Almost since the moment Clinton burst on the national scene in 1992, she has been polarizing, and, she would argue, misunderstood. Take the offhand comment she made while campaigning for her husband that set off a firestorm. back then.
"You know, I suppose I could have stayed home and baked cookies and had teas, but what I decided to do was to fulfill my profession, which I was in before my husband was in public life," she said, initially not realizing what a storm it would soon create.
When Hillary Rodham married Bill Clinton, she was arguably the more accomplished of the pair. She graduated at the top of her class at Yale Law, ahead of Bill. And the whole time he was governor of Arkansas, she made more money than he did as the first female partner at the leading law firm in Arkansas. And so, Hillary Clinton often struggled with the expectations of a first lady.

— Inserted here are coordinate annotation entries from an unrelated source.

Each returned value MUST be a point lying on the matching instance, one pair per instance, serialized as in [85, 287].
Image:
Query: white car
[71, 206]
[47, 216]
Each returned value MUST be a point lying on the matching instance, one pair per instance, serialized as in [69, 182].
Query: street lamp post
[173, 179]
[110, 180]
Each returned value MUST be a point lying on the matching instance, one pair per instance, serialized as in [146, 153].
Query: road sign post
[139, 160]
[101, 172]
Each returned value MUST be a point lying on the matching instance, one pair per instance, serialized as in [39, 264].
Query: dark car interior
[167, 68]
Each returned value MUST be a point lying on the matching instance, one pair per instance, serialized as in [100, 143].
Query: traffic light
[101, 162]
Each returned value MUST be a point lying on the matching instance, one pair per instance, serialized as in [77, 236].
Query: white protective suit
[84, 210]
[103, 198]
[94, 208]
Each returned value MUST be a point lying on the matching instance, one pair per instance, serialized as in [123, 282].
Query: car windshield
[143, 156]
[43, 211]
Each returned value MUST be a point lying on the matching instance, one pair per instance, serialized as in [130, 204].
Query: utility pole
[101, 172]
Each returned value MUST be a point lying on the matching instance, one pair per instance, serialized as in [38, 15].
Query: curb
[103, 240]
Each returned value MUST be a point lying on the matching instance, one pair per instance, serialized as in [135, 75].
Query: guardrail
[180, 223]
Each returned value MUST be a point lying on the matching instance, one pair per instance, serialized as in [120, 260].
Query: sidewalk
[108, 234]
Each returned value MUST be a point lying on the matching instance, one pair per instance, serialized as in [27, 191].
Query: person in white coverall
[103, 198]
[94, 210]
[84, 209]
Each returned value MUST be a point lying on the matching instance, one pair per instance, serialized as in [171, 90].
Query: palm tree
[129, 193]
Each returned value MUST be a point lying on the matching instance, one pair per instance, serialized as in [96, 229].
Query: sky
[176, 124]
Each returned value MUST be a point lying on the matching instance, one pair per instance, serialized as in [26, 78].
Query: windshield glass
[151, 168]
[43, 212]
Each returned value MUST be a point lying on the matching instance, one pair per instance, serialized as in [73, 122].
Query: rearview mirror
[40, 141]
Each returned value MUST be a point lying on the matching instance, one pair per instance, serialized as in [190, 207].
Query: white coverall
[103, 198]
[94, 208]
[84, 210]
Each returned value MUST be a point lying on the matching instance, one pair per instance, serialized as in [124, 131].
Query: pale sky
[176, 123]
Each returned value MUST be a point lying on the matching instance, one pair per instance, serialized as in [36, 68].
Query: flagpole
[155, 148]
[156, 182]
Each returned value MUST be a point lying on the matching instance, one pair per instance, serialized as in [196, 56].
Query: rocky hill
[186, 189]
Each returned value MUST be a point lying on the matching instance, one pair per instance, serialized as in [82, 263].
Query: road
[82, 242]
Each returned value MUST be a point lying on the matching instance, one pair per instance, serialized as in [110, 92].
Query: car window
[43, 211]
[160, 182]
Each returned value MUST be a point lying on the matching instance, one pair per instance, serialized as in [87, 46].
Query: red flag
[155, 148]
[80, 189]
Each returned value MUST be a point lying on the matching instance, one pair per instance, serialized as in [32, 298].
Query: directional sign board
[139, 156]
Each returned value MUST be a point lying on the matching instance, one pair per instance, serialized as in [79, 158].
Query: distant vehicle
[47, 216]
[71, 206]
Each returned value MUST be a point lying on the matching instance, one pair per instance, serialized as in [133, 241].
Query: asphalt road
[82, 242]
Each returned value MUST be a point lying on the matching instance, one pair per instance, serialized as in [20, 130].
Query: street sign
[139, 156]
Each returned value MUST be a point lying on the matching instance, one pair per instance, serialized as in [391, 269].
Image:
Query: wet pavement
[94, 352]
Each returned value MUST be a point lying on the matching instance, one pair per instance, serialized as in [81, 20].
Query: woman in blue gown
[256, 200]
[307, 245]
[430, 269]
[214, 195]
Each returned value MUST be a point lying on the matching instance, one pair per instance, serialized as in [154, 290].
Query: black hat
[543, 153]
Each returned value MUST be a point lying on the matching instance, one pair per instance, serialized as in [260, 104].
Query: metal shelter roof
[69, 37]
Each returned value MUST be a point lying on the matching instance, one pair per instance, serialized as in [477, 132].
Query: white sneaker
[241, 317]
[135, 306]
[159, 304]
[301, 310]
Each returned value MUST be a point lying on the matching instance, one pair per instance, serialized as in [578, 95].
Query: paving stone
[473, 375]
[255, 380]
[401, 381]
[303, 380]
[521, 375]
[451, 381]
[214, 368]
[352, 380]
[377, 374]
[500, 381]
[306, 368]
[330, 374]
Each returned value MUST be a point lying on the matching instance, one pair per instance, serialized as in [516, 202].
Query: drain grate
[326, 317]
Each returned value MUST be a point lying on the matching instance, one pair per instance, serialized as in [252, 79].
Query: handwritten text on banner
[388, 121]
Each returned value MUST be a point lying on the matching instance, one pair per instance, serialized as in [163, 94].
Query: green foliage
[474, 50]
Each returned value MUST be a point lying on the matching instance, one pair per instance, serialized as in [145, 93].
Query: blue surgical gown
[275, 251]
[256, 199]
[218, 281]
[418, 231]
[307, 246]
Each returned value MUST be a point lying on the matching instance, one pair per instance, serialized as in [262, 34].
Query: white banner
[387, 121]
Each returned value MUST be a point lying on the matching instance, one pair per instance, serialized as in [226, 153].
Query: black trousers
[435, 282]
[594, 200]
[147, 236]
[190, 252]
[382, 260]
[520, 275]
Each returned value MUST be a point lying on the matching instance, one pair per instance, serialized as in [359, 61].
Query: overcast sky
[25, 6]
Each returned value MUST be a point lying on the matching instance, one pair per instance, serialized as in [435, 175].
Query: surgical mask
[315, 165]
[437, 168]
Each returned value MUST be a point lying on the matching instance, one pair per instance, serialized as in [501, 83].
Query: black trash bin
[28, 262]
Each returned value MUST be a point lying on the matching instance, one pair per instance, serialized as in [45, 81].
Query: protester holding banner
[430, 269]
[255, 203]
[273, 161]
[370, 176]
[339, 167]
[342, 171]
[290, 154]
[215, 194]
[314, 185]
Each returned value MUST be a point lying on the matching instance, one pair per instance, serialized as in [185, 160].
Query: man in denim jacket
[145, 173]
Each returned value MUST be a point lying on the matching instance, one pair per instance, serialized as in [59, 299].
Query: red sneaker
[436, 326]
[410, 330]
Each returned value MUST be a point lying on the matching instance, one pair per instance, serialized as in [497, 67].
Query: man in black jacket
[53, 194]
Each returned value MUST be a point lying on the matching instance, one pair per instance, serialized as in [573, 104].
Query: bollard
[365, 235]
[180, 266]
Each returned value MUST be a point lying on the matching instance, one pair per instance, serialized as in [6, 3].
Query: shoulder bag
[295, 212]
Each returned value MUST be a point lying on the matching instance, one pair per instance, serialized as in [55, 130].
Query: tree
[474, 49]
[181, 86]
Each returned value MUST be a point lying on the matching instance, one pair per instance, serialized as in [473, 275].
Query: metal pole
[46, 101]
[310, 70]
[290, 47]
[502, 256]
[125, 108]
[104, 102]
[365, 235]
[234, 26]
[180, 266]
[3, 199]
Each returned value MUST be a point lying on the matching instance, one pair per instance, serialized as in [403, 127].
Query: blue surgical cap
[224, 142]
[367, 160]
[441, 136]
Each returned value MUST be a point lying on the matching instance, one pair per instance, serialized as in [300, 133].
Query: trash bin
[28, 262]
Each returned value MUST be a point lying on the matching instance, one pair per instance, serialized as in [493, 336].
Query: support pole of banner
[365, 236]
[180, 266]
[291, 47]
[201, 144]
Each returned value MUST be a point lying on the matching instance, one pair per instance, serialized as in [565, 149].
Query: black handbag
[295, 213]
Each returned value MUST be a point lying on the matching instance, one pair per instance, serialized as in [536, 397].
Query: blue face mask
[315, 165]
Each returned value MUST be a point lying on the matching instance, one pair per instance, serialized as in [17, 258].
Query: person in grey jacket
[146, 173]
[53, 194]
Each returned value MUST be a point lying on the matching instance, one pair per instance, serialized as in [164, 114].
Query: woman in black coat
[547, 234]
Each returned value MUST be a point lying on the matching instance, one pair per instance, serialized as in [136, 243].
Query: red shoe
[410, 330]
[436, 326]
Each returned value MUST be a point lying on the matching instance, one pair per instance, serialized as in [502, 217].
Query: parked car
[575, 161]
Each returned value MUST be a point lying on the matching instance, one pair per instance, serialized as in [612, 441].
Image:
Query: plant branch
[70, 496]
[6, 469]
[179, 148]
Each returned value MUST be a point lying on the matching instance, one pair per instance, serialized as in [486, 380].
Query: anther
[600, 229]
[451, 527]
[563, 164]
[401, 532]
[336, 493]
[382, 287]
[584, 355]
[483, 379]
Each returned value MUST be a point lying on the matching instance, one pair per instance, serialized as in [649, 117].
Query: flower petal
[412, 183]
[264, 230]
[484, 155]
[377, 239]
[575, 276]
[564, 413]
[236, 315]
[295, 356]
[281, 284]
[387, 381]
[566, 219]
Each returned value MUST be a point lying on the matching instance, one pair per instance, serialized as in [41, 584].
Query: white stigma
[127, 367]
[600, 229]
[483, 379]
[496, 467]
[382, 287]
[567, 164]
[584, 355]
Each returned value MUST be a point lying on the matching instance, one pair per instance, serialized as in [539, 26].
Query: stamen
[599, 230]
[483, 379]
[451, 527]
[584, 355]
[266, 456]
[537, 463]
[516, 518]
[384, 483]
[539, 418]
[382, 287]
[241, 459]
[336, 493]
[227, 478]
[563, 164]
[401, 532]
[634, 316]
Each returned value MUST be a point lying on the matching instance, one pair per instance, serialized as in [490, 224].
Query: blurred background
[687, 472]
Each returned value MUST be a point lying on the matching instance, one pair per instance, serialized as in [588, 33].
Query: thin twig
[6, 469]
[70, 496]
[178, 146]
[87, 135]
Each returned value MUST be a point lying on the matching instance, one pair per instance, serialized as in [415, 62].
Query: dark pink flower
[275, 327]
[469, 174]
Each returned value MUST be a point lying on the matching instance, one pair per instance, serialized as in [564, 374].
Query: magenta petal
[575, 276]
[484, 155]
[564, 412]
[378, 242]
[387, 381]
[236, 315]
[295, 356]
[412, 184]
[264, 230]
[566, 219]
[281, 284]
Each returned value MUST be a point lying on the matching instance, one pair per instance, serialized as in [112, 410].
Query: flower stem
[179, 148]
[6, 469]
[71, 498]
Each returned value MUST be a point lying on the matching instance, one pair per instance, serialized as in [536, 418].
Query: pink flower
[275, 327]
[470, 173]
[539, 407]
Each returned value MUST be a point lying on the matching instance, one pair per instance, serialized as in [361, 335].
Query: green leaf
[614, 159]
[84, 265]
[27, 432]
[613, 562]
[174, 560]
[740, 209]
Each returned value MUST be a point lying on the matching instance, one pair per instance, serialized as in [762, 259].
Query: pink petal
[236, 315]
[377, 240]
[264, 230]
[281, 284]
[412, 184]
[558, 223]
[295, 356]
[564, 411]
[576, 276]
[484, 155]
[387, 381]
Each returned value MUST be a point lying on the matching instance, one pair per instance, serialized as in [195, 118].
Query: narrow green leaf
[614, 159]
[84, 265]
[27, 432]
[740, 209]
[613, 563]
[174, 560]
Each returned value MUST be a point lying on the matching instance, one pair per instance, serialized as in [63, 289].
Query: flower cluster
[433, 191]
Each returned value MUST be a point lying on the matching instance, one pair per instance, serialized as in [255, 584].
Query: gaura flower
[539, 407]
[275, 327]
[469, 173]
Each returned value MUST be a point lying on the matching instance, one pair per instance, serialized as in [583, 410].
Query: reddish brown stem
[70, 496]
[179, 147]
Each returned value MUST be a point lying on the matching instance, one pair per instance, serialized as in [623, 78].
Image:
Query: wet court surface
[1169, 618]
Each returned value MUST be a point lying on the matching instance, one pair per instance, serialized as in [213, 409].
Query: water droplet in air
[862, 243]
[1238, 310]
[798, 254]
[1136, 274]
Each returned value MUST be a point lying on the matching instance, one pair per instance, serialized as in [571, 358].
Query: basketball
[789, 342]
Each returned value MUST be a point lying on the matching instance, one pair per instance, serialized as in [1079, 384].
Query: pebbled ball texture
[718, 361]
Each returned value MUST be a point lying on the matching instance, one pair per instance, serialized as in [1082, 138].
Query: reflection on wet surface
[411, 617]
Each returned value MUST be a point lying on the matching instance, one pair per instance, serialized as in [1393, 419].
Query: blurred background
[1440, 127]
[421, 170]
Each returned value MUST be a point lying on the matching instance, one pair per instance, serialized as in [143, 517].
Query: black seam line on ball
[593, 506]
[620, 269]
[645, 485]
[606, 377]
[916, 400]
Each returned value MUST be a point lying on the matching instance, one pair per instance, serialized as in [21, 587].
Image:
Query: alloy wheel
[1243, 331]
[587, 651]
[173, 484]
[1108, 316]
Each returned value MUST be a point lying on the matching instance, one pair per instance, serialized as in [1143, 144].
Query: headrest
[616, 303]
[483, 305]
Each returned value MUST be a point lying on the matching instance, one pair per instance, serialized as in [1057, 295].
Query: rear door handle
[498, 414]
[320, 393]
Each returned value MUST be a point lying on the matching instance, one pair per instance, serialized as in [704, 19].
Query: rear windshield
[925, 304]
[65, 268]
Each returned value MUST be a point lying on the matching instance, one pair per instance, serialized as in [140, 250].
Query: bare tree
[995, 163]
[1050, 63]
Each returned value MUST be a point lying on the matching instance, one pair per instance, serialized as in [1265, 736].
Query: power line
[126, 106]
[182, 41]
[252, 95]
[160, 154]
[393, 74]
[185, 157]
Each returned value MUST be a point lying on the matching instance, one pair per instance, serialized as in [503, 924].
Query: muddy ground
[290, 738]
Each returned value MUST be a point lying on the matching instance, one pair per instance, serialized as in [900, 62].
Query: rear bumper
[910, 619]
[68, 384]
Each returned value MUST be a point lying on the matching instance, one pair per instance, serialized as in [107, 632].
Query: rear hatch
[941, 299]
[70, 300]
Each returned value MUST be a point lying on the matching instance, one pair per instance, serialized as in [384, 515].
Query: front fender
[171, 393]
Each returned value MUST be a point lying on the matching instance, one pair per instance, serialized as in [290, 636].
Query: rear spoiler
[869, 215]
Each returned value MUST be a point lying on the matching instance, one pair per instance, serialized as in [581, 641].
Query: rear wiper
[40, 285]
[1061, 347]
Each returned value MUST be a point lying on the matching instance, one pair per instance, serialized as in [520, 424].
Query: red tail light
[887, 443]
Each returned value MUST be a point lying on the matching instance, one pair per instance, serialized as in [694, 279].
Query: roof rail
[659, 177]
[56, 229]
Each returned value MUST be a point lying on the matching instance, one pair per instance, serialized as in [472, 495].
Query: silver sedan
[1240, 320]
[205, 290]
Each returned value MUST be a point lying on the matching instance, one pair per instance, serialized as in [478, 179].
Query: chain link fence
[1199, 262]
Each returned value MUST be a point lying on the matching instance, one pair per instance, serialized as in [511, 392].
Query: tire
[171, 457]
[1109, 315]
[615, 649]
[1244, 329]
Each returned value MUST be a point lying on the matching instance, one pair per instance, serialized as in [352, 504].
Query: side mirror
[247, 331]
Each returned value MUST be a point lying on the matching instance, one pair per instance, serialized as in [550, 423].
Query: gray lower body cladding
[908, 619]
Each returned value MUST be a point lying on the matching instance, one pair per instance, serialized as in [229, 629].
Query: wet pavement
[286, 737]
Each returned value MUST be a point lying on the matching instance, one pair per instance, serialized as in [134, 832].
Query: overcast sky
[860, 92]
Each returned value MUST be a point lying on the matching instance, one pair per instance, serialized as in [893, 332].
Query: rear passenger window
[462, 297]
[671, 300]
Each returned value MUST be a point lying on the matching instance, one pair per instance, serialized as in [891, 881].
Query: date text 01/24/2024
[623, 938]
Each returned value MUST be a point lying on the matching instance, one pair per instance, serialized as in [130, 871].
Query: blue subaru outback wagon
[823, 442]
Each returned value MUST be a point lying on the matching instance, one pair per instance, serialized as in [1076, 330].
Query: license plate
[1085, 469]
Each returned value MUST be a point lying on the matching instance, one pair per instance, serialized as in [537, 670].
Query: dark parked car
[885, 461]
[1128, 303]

"I'm trying to find my way through it and trying to figure out how best to be true to myself and how to fulfill my responsibilities to my husband and my daughter and the country," she said in a 1994 press conference.
After the health care reform effort she headed up failed, Clinton receded into a less public role. She also spent much of her husband's presidency battling scandals, from Whitewater to "travelgate" and eventually the Monica Lewinsky affair.
Hillary Clinton chalked it all up to "the vast right-wing conspiracy."
Emerging As Her Own Woman
Of course, it's well-known now that President Bill Clinton did have sexual relations with that woman. But Hillary Clinton's marriage and career didn't end there.
In some ways, that's where her time began.
Just as the Senate was acquitting her husband of impeachment charges, Clinton was making the first moves to run for a seat in that very chamber. There was a vacancy in New York.
It was considered completely audacious. No American first lady had ever run for national office before. And Clinton had never lived in New York.
"I'm going to be listening very hard, and I'm going to be learning a lot," she said at the start of a New York listening tour in 1999. "I'm going to be looking for ways to work together with people to help figure out how to meet those challenges."
She visited small towns, sat down with people, answered a lot of questions and, in the process, won New Yorkers over. It's a model not lost on her campaign team today.
Once in the Senate, Clinton was known as a workhorse, rather than a show horse. She proved skilled at working across party lines to get things done.
When she ran for president the first time, Clinton entered the Democratic primary as the front-runner. But the insurgent candidacy of Barack Obama became a tidal wave. He ran on change. Clinton and her vote in favor of the Iraq War suddenly seemed like more of the past.
When all was said and done, rather than return to the Senate, Clinton became President Obama's secretary of state, surprising some after their bitter and contentious battle for the nomination.
But the move helped mend fences with Obama's base and burnish her foreign-policy credentials. She traveled hundreds of thousands of miles, more than any other American secretary of state in history. She visited 112 countries and saw her approval ratings skyrocket. But Clinton's legacy at the State Department is less well defined, leaving after four years with a well of goodwill but no major diplomatic breakthroughs.
"I think we have set the table for a lot of the difficult issues to be dealt with," she said in a 2013 interview with NPR. "There's nothing fast or easy about diplomacy."
As she begins this run for president, Clinton's poll numbers have come down, and she remains dogged by two scandals from her time as secretary of state — the terrorist attack on the diplomatic outpost in Benghazi, Libya, and her use of a private email account for official business.
Clinton is as close as a candidate can come to being an incumbent, without actually being one. But she doesn't intend to act that way, taking nothing for granted with an early campaign strategy that will be short on soaring speeches and long on living rooms.
In this latest incarnation, Clinton is a grandmother. And despite an early campaign intent on taking it slow, Clinton wrote in the newly revised epilogue of her memoir that being a grandmother "has spurred me to speed up."
How she handles it all — and how she's perceived in the process — will prove whether she can punch her way through that ceiling and into the White House.